Read: The 2023 stock market rally looks wobbly. What’s next as investors prepare for longer inflation fight.

“Irrespective of a soft landing or recession outcome for the broader economy, we suspect that EBIT margins for the S&P 500 are poised to correct from here,” the Citi strategists said. EBIT is an abbreviation for earnings before interest and taxes, a measure of a company’s profitability. 

“Counterintuitively, there may be a negative incremental margin fall-out as the past year’s rising inflation backdrop gradually reverses,” the strategists cautioned. 

“We believe that rising inflation over the past year or longer has provided a tailwind for each of revenues and, as a result, margins,” they said.
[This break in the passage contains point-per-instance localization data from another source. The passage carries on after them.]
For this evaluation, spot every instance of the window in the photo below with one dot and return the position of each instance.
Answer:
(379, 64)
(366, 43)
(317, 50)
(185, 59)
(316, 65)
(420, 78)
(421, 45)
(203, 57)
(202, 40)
Companies’ ability “to pass through rising input costs, including labor, has been a feature of last year’s earnings resilience even as the Fed turned down an increasingly hawkish path.”

But the situation is now more “complicated” in terms of pricing power, according to the note. 

For the short term, “the economic sensitive side of U.S. equities” is showing relative “margin resilience,” they said. “Longer term, we look for a gradual shift away from the past decade’s mega cap growth leadership and toward a revitalized industrial focus.”

The Citi strategists also pointed to a need “to be prepared for an intermediate-term set-up where disinflation this year may eventually support a bottoming in the consumer sectors as expectations are reset.” They said, “no doubt, an eventual dovish turn by the Fed would catalyze this part of the market.”

Citi maintained its year-end target for the S&P 500 at 4,000.

“Given the starting point of stretched relative valuations on a cross-asset basis, it is difficult for us to see multiple expansion leading the market higher from here, unless 10yr yields were to break through their recent lows,” the strategists wrote.

Ten-year Treasury yields
TMUBMUSD10Y,
3.926%

were slightly lower Monday afternoon near 3.92%, according to FactSet data, at last check. The U.S. stock market was rising modestly, as investors assessed a report from the Department of Commerce showing a drop in durable-goods orders in January, but an increase in business investment.

The S&P 500
SPX,
+0.31%

was trading up 0.3% at around 3,983, with gains of almost 4% so far this year, according to FactSet data, at last check.